Minimum Expectations
BY JASON L. RILEY
THE WALL STREET JOURNAL ONLINE
There
is something sadly ironic about watching the nation's first black
president call for an increase in the federal minimum wage during his
State of the Union address Tuesday.
Minimum-wage
laws date to the 1930s, and supporters in Congress at the time were
explicit about using them to stop blacks from displacing whites in the
labor force by working for less money. Milton Friedman regarded the
minimum wage as "one of the most, if not the most, anti-black laws on
the statute books."
When
you artificially increase the cost of labor, you wind up with surplus
labor, which takes the form of unemployment. Younger and
less-experienced workers—a disproportionate number of whom are black—are
more likely to be priced out of the labor force when the cost of hiring
someone goes up. Prior to the passage of minimum-wage laws—and in an
era of open and rampant racial discrimination in the U.S.—the
unemployment rate for black men was much lower than it is now and
similar to that of whites in the same age group.
Today,
unemployment stands at 7.9% overall but is 13.8% among blacks (versus
7% among whites), 14.5% among black men (versus 7.2% among white men)

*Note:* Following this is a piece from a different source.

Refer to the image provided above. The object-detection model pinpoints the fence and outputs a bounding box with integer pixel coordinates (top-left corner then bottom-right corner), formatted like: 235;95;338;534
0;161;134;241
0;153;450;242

and 37.8% among black teens (versus 20.8% among white teens). Yet Mr.
Obama has proposed increasing the minimum wage by 24% to $9 an hour to
placate his union supporters who want less competition for their
members. A higher minimum wage might lift earnings for existing
workers—provided they keep their jobs—but it also reduces job
opportunities for millions of people out of work.
Out
of political expediency, Mr. Obama is putting the interests of Big
Labor ahead of the urban poor. He's hardly the first politician to do
so, and the reality is that Republican and Democratic presidents alike
have raised the minimum wage. It's also true that Mr. Obama is president
of the entire country, not just its black inhabitants. But is it too
much to ask that he not support policies, however well-intentioned by
current advocates, that were anti-black in origin and have a long
history of depressing black employment?